あの日、あの夜、プールサイドで
真彩は車を降りて、ドアを閉めて。そのまま愛児園に戻るのかと思っていたらぐるっと回って俺の運転席側のドアまで走ってきた。
ーーえ?なんで??
真彩の予想外の行動に驚いて、窓を開けると
「先生、私の気持ちに嘘偽りは何一つないから。」
「…うん。」
「時間はかかると思うし、めんどくさいって思うかもしれないけど…待ってて欲しいの。私、ちゃんとするから。ちゃんと先生の彼女になれるように頑張るから…お願い、待ってて…。」
真彩は泣きそうな顔をして俺にぺこりと頭を下げる。
あぁ、だめだ。
嬉しくて死にそうだ。
俺は彼女の右腕を取って自分の方に引き寄せると
「当たり前…でしょ。
待つよ。いつまででも待つよ。」
近づく真彩の唇に触れるだけのキスをした。
好きだ。
好きすぎて、それしかない。
この子の全てがいじらしい。
こんな風にひたむきに、一生懸命に気持ちをぶつけられたコトが今までの人生の中であっただろうか。

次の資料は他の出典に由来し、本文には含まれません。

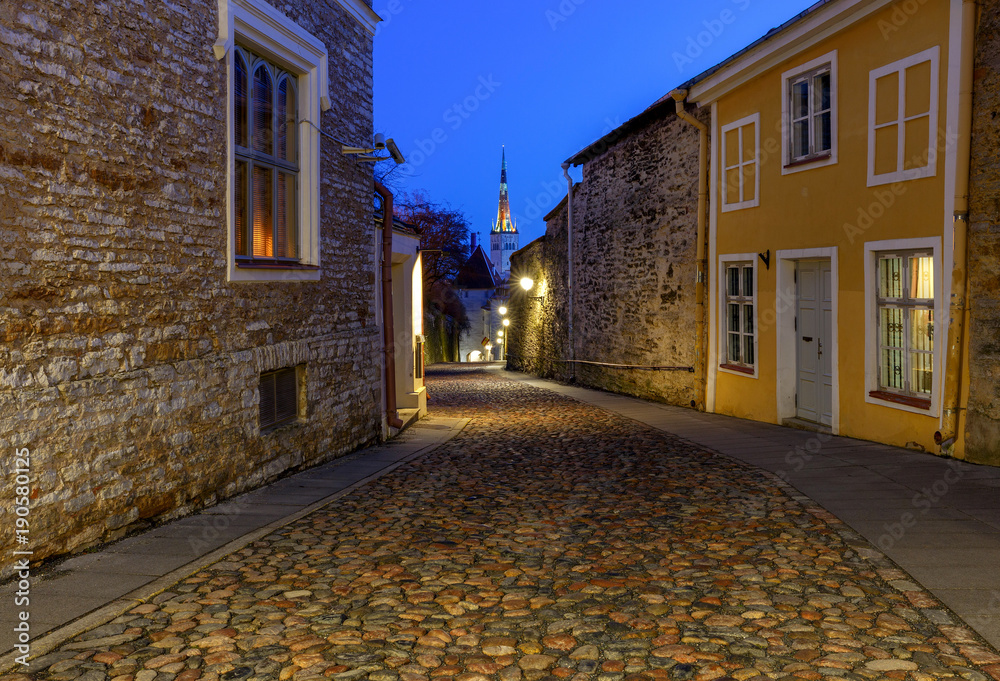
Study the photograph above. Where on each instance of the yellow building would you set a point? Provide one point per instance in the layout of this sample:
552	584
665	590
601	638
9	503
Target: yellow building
838	195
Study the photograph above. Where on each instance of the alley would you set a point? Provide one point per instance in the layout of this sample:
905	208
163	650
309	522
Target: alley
550	539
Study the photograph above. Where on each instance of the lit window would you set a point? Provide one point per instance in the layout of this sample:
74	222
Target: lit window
809	114
278	87
740	163
905	324
903	119
740	319
267	168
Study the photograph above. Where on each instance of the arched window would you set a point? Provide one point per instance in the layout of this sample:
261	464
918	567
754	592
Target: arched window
266	186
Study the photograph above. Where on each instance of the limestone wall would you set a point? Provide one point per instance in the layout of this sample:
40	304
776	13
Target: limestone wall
129	365
983	417
634	243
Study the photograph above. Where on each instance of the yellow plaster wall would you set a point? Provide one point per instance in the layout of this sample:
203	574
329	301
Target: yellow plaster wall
813	209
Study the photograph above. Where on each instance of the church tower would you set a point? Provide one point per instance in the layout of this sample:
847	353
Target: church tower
504	237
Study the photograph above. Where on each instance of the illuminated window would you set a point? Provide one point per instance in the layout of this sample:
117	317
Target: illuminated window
903	119
905	323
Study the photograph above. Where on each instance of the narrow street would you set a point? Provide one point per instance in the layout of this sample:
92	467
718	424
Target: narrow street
549	540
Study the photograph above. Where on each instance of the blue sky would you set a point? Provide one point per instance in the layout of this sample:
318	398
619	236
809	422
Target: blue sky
455	80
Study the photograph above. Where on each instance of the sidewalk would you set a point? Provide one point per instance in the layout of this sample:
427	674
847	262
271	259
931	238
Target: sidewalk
937	518
90	589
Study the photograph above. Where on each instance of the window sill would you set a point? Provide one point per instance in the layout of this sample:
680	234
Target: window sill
826	156
273	265
916	402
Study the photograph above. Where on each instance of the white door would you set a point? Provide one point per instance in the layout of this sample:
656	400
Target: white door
814	322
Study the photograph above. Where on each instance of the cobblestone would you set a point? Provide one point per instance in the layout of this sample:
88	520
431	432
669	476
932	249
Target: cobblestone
550	540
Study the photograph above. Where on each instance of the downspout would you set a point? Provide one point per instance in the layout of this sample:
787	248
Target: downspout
391	415
700	256
952	404
569	271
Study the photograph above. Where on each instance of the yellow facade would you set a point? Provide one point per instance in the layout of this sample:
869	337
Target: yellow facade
892	88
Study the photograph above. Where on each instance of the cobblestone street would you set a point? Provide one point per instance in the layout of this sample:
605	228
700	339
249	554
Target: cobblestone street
549	540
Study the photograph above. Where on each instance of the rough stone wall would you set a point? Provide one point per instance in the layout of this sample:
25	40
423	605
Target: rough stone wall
635	222
129	365
983	416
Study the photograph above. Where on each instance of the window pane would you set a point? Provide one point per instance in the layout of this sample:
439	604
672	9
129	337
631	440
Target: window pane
263	226
822	92
800	99
800	139
287	238
891	327
240	92
734	317
922	330
734	348
263	99
890	278
733	277
891	370
824	132
921	373
242	208
748	353
922	277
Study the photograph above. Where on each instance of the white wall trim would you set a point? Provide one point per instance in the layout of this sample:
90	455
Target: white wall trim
871	321
933	55
786	308
265	30
739	127
797	38
723	336
786	128
713	231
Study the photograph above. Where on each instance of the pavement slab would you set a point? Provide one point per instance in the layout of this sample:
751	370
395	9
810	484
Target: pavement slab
550	539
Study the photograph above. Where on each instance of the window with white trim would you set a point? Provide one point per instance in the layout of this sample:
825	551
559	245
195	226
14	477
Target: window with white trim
278	86
740	319
903	119
904	299
809	114
741	163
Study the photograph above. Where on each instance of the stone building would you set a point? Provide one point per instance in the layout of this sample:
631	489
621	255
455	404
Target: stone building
187	287
634	227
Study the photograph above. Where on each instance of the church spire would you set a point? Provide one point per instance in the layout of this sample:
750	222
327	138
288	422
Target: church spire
504	222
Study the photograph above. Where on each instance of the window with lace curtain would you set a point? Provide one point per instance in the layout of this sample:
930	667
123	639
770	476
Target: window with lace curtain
267	170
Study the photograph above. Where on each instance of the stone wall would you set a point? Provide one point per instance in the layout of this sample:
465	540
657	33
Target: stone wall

諦めないで欲しい、と言いたいのはどちらかといえば俺の方なのに、こんな風にまっすぐ気持ちをぶつけてくれた真彩が愛しかった。真彩のおかげで心底幸せな気持ちになった俺がいる。
気持ちを確かめ合うようにキスをして、ゆっくりと体を離した後、何かを察した真彩がフッと後ろを振り向く。
そこにいたのは…
「こ、コウちゃん…。」
ひどく傷ついた目をして俺を睨みつけるキラだった。